Despite their reputation for dirt and drama, finstas do not have the same performative quality that rinstas do. Finstas, as a form, exist in spite of and because of the way we use rinstas, and this largely has to do with audience. Sophomore Erica Nork carefully curates her finsta followers, so much so that it took time before she allowed anyone from Tufts to follow the finsta.
“Right now, I have about 15 followers. Usually it’s people who Jane Austen would call ‘bosom friends:’ people who I think see me complexly, or would want to see me for all that I am, or maybe are interested in the way that I see the world. But they are still a somewhat unpredictable audience.”
Jesse Greenfield agrees with Nork. “My finsta is primarily for my friends from back home that I’ve deemed important enough to get these updates on my life. I’ve let a couple Tufts people follow it, but these folks are carefully selected for their trustworthiness.”
But the more followers a user gains on finsta, the less distinctive it becomes from a rinsta. Mandani, for example, has two finstas: one where he posts almost daily, and the other with fewer followers where he only posts about once or twice a month.

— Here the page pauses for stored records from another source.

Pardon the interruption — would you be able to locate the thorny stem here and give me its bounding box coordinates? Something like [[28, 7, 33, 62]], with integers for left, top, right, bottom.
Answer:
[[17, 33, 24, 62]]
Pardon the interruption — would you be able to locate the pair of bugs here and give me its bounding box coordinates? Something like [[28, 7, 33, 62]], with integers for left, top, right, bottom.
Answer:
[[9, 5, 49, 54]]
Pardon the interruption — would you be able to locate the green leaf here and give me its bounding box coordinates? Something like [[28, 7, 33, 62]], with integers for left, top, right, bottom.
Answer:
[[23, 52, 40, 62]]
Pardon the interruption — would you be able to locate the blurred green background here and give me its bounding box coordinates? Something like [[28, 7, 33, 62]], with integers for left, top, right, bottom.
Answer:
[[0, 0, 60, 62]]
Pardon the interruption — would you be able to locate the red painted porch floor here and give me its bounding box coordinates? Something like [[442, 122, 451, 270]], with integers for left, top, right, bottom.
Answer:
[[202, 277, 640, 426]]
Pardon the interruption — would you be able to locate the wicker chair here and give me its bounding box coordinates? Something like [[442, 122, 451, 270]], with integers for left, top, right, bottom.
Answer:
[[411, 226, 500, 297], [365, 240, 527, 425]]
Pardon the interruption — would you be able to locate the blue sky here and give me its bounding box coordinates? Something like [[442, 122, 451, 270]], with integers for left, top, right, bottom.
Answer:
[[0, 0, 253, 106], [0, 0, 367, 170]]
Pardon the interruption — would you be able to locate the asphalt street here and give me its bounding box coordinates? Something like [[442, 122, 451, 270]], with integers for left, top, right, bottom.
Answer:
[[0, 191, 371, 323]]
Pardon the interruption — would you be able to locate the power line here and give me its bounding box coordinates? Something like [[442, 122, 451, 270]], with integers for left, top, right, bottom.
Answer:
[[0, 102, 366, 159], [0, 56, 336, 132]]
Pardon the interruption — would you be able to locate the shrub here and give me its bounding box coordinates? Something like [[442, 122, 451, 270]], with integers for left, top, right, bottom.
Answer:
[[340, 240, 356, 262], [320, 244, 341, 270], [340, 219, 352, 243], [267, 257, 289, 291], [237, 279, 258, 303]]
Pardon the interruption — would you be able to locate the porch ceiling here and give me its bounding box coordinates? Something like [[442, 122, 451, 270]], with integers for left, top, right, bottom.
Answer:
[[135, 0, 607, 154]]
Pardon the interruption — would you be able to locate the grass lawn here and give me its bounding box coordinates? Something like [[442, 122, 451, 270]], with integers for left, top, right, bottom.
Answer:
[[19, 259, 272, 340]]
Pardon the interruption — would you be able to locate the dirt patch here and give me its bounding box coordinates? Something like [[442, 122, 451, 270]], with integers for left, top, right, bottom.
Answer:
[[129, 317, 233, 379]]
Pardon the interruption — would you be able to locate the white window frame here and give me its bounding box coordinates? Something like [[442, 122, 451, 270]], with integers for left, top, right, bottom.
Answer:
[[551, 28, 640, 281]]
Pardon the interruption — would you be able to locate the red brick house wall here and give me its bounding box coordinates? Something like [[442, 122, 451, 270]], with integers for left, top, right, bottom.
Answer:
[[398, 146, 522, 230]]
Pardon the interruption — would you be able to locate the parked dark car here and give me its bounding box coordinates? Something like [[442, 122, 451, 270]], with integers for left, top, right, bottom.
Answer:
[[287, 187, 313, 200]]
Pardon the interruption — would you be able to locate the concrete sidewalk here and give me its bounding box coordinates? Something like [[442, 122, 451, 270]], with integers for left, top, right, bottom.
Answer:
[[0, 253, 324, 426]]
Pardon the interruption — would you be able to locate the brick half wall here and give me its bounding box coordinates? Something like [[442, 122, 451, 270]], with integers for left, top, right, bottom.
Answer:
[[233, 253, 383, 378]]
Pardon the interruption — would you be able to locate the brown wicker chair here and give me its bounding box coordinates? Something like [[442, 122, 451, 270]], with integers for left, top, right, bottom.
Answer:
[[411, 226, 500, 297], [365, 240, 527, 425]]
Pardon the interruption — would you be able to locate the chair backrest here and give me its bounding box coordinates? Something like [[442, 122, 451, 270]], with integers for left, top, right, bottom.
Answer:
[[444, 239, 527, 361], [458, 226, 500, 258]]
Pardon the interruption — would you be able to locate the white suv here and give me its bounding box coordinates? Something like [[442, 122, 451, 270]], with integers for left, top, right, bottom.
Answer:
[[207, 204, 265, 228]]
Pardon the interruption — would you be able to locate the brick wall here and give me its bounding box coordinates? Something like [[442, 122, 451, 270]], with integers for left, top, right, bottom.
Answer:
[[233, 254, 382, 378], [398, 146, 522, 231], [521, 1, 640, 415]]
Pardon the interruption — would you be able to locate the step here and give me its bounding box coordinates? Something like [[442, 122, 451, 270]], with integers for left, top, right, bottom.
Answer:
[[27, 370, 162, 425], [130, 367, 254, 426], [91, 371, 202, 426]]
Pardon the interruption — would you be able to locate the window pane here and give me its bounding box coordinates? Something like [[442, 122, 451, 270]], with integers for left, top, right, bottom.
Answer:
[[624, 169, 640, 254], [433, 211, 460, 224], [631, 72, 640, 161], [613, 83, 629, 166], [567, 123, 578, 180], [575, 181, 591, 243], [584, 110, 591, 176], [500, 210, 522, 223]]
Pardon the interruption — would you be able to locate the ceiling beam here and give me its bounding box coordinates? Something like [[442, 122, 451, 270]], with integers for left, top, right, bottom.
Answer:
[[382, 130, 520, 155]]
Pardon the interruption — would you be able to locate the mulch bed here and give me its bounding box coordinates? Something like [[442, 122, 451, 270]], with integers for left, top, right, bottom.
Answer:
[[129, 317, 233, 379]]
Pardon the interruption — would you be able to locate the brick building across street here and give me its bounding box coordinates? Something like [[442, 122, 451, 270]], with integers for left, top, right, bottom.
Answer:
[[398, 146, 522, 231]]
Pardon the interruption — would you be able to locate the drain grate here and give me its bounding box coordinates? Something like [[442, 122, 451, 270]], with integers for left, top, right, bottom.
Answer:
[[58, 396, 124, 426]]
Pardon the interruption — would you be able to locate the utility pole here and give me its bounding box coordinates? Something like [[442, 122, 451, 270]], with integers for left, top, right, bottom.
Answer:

Even with a handpicked audience, Nork still feels as though she must censor herself. She sometimes talks about drugs and alcohol, rarely talks about sexual experiences, and never discusses mental health. “I don’t want to keep that in this record of my life if it has already colored so much of my experience of being alive.”
I can recall a late night at Tisch during finals where my best friend sat next to me and deleted all 150 followers from his finsta. He was caught in a bind: there were too many people that he didn’t trust following his finsta, so he couldn’t be completely honest, but he felt too guilty to block people individually. When I asked him why he couldn’t just delete his account, he shrugged. “It’s for the archive.”
When I posted a photo of myself on my rinsta in the reading room bathroom after crying because I didn’t get into the Burlesque dance I wanted to get into, I wasn’t trying to be subversive or weird. I was just being honest. Scrolling back through photos from that spring, I can see exactly what I was going through even if I was less explicit in other posts.
This made me understand what people like about their finstas: without worrying about maintaining a cool and collected image, the accounts can be archives with no holds barred. They are there for only you—and a few other people of your choosing—to see.
Nork feels that the content of her account is way more important for her than it is for other people. “Scrolling through my finsta feels so much like going through my old diaries. It feels like a time capsule as well as a sketchbook, a record that still feels very active and alive.”
If you want them to be, finstas can be conversations with your friends in the comfort of your own home. They are notes passed around the room to a select few. They are not what you want your parents or your employer or your significant other to see. But this content ranges from the smallest mishaps in your day to the most intimate details about your life, and it is hard to imagine anyone beginning to post those things publicly for the world to see.
Consider a private Instagram account. It is filled with photos and captions, confessions and secrets. There are zero followers, absolutely no one to like or comment or see anything posted. There is no incentive for likes, no interaction between people at all. It would just be a diary, completely hidden from the public eye, accessible to one person only. A tree falling in the middle of the forest without a sound. The handle @sad__venmo is up for grabs if anyone wants it.